William E. Whitaker, Jr | Oct 10, 2022 min read

This picture here is hard to appreciate with 2010 camera quality but it reminds me of quality time spent with two great men. For some odd reason I felt the need to pause and snap it a little after 4am that November morning. It was cold and dark, but I was warm, happy, and wanting to remember it later.

Getting out of a warm bed in the morning is tough for almost everyone. Doing it in the wee hours of the morning just to bundle up and go outside and sit in the woods requires true motivation. Dad’s on the porch there in the picture unlocking the door into the cold house, a place long empty but re-established as a home base for their local hunt club. David, or Grizz as the guys called him, was off to my right having just arrived.
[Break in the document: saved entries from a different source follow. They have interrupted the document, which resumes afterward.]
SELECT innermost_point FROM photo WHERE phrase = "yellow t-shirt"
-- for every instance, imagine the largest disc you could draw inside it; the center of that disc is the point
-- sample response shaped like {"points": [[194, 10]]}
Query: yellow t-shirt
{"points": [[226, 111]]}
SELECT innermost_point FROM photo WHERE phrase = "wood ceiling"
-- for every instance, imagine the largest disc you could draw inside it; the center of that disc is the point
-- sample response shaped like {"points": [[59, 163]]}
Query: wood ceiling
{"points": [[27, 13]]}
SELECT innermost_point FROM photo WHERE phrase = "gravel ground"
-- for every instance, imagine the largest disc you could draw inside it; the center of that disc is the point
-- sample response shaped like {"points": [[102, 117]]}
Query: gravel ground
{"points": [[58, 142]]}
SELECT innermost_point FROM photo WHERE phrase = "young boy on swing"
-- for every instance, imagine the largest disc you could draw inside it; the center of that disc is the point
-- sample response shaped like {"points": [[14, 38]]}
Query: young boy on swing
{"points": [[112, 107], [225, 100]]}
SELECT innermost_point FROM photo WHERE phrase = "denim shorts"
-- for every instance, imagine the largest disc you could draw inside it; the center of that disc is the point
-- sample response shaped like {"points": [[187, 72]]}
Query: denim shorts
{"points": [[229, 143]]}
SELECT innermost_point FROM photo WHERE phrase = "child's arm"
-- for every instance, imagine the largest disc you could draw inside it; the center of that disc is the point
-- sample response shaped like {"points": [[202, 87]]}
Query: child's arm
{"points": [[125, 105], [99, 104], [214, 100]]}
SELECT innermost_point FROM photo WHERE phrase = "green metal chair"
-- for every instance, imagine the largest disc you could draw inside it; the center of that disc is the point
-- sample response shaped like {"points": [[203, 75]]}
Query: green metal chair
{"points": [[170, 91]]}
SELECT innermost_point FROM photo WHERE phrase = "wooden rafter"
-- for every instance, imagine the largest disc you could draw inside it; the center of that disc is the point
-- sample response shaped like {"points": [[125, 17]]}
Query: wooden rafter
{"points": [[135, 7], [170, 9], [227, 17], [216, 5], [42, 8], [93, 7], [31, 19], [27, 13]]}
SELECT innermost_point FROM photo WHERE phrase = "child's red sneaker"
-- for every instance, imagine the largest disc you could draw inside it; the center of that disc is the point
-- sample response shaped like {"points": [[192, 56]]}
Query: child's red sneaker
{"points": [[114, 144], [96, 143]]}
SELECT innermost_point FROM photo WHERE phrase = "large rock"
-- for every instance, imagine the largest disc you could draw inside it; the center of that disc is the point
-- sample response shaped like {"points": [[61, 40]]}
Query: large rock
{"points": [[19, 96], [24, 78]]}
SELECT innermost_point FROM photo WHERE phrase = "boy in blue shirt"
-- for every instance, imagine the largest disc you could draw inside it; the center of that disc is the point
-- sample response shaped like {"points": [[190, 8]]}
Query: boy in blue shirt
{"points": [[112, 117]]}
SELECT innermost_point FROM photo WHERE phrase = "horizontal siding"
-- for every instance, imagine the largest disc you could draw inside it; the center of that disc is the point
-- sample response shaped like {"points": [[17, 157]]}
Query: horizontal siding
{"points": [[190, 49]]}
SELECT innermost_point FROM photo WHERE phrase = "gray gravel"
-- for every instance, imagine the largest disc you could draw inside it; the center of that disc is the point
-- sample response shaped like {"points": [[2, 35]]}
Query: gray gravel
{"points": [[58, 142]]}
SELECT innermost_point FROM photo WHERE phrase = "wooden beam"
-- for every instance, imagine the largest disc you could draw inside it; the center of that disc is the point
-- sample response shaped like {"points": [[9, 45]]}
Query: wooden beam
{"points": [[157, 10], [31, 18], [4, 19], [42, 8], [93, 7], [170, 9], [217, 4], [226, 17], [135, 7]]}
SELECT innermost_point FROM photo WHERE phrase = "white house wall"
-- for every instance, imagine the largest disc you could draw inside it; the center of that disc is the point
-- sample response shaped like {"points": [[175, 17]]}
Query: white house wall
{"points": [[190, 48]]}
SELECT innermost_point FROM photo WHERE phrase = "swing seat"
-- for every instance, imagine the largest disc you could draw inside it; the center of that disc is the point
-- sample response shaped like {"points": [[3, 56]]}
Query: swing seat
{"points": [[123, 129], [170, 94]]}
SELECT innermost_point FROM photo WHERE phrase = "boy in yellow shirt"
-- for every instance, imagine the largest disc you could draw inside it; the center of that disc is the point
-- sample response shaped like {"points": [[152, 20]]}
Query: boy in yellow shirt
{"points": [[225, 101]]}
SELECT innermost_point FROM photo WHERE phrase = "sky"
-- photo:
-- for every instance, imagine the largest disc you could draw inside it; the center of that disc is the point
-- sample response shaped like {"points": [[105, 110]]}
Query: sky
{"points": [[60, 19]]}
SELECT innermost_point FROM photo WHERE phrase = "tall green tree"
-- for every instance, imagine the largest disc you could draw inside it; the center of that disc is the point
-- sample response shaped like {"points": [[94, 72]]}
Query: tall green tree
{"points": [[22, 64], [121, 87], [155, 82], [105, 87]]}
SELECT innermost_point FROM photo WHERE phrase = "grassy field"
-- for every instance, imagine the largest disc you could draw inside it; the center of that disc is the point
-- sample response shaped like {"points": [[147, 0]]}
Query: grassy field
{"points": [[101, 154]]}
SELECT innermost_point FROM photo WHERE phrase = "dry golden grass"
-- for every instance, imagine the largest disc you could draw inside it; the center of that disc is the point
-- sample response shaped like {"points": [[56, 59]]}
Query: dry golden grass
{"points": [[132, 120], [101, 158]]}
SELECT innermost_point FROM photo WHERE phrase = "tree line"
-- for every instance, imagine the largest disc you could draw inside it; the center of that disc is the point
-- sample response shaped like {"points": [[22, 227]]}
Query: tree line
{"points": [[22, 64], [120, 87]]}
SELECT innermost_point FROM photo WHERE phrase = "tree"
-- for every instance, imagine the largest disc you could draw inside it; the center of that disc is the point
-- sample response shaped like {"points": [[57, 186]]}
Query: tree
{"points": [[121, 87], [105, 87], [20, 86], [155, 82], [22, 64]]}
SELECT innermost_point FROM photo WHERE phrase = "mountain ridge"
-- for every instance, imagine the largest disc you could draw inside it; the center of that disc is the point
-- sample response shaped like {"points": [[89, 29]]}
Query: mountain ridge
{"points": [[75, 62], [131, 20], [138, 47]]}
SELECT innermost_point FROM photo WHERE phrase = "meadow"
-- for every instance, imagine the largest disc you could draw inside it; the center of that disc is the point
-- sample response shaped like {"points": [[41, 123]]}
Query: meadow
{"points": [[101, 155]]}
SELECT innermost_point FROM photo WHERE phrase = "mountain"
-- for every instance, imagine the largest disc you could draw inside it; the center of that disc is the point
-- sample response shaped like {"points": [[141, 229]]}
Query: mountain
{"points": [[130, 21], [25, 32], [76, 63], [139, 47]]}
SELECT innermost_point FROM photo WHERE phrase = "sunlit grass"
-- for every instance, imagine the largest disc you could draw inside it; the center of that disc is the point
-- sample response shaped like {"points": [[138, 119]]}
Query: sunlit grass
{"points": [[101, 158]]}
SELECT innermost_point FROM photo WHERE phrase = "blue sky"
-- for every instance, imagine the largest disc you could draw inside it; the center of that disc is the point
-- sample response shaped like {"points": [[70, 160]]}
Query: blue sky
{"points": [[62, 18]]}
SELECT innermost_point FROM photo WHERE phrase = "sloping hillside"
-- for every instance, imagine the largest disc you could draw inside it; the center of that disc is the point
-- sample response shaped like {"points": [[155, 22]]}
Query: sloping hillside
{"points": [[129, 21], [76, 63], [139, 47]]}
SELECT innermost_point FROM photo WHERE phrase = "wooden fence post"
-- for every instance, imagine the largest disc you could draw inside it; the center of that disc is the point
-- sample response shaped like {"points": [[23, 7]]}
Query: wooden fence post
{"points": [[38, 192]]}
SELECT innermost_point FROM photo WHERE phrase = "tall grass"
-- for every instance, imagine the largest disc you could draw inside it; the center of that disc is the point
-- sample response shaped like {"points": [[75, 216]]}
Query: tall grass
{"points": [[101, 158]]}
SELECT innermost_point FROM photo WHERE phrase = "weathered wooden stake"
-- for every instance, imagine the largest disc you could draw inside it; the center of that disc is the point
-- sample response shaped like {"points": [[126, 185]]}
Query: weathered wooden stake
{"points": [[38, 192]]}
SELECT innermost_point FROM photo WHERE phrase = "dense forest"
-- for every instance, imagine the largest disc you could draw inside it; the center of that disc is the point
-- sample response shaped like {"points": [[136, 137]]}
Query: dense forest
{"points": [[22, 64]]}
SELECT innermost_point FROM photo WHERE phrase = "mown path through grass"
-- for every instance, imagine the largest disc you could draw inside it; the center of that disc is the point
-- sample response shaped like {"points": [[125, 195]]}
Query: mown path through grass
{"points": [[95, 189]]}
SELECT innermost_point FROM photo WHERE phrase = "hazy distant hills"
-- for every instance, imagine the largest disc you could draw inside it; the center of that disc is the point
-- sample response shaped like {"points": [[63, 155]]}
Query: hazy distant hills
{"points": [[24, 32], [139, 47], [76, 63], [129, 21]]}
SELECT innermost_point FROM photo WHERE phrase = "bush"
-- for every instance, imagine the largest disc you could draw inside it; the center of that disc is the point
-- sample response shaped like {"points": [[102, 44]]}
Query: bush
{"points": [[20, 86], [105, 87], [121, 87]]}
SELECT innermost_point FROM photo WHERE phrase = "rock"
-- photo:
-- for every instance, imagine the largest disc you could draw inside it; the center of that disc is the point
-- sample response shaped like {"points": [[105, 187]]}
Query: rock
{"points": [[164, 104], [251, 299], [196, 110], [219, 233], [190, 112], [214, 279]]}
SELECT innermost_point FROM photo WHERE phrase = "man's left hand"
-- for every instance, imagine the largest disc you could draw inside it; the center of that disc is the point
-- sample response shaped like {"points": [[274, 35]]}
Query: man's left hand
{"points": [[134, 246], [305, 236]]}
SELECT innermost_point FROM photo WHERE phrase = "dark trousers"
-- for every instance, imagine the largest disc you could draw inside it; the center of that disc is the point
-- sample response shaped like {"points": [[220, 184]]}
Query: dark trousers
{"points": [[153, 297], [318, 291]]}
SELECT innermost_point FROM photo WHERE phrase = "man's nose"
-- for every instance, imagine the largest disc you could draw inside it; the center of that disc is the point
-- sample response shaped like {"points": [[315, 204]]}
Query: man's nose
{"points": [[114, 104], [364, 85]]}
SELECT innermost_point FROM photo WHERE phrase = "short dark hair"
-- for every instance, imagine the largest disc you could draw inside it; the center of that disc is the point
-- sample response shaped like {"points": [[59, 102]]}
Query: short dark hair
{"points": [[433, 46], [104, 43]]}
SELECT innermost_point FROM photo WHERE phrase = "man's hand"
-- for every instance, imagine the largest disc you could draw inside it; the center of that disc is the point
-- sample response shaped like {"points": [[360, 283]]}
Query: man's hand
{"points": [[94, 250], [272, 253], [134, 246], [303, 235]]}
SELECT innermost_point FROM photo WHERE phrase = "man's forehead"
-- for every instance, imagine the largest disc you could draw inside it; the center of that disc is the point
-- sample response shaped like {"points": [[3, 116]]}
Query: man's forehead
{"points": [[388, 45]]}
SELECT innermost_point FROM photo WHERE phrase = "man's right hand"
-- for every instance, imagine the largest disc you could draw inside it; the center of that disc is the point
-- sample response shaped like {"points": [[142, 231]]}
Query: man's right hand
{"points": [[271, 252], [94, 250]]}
We all entered together.

This was ground well-trodden for both, but I was just a visitor spending the day hunting with them. The routine placement of things and prioritizing what to do first was easy for them. While I was fumbling to be helpful Dad quickly got some heat going and David started in the kitchen. More people were likely to show up before dawn, so they were getting things ready. David put me to a minor task mixing gravy on the stove while he worked with other parts of a hearty morning breakfast. Dad handled coffee and various other things too hard to follow at the time and even harder to recall so many years later.

They joked and laughed, talking about things of little to major importance. It was easy to see how much they respected one another and just enjoyed being there. Dad and Grizz laughed and smiled loving life in that moment. They both had spent a lifetime with the outdoors and finally had a place they could really enjoy it with their family and friends. Several men establish the club and a lot of hard work had been invested to get to that morning. They had done it all together from getting the legal rights to preparing the land and even running off trespassers and thieves.

By the time we were eating a hearty breakfast, the house was warm and active. Men came in a few at a time, some more alert than others, finding food and heat. They discussed where each person was going to be prior to sunrise. Communicating locations made it easier to identify shots in the distance and harder to make excuses about missing later. Excitement was high for what might walk out of the brush or across a field in the next couple hours.

Before the dawn started to peak over the horizon, everyone made final preparations for the woods. We all left that building, loaded up in trucks and ATVs for our morning destinations. Dad and David had chosen locations to either side of where I was to be. While I was confident in my own ability in the woods, I knew the placement was not by happenstance. I was grateful for this time with my Dad and his buddy and with the chance to be among them in their element watching them making things happen.

Later that day, I got a nice buck. It hangs on the wall over my desk in my home office and every day reminds me of an old dark house and like-minded men taking care of business all the while loving it.